About five years ago Arthur Healey realized he was just sleeping in on Saturdays and decided he should be doing something better with his time.

Healey, a lieutenant and 26-year veteran of the Salt Lake City Police Department, headed to the St. Vincent de Paul Center to do volunteer work with one of his sons, who then was 14. But the younger Healey soon found a job, so wife and mom Laurie Healey began accompanying her husband each weekend.

That began five years of washing dishes every Saturday to help the center, which provides lunch to 700 to 1,000 people six days a week.
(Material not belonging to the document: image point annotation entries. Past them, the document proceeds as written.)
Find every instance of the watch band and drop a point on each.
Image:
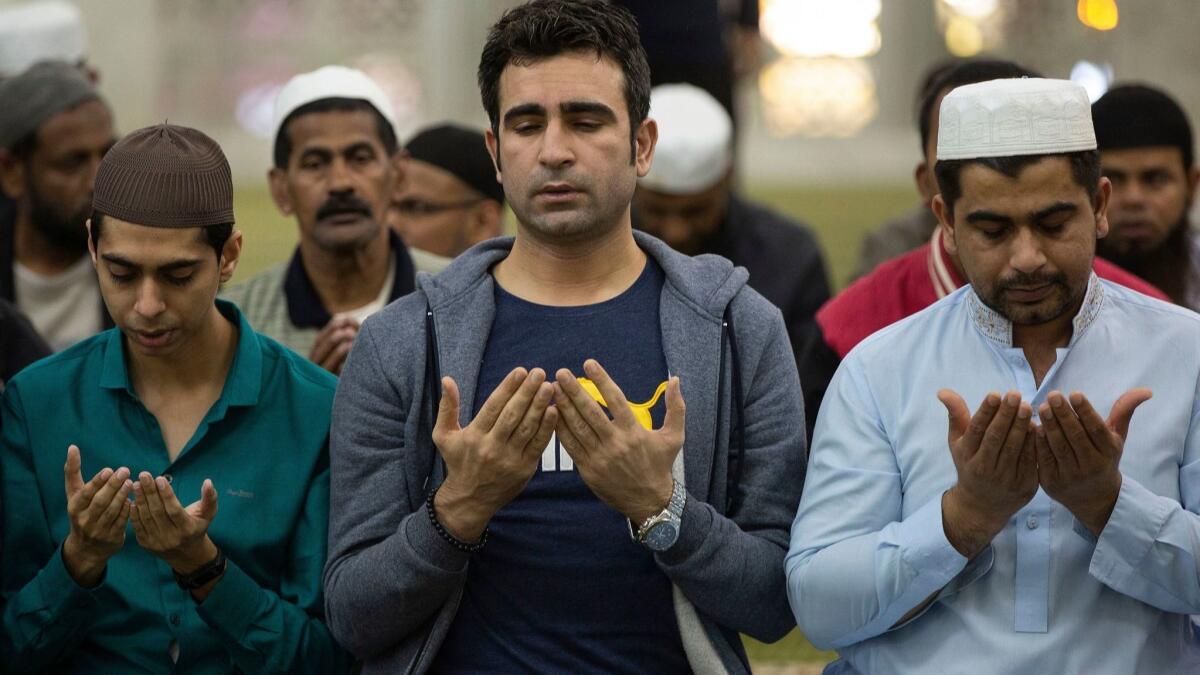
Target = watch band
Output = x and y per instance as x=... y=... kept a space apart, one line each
x=672 y=512
x=207 y=573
Arthur Healey insists it's no big deal.

"I figured I could take one day a week to make it a little easier for someone else," he said. "It's not a big thing."

Not everyone shares that opinion.

The Utah Bankers Association recently gave the Healeys its Heart of the Community Award for their volunteer efforts to help low-income and homeless people. Bankers in Utah last year gave more than $175 million in charitable contributions and their employees donated more than 110,000 hours of community service.

"The Healeys have washed over a quarter of a million dishes as service to our community," said Howard Headlee, president of the UBA.

"We have found through years of experience that somewhere between the best efforts of our institutions and the real, human needs that exist in every community, you will find unmet needs or gaps in services," Headlee said.

"Therefore, every community needs committed and caring individuals that will step up and put these unmet needs on their shoulders and fill the gaps," he said.

"When that happens, miracles happen."

Arthur and Laurie Healey, Salt Lake City natives, both point to their parents as the inspiration for their extensive volunteer efforts.

Arthur said his folks, Russell and Adelaide, took him to help at church-sponsored events from the time he was little. "Whenever we had a church activity I always thought cleaning up afterwards was part of the activity. It was just a part of life to help other people."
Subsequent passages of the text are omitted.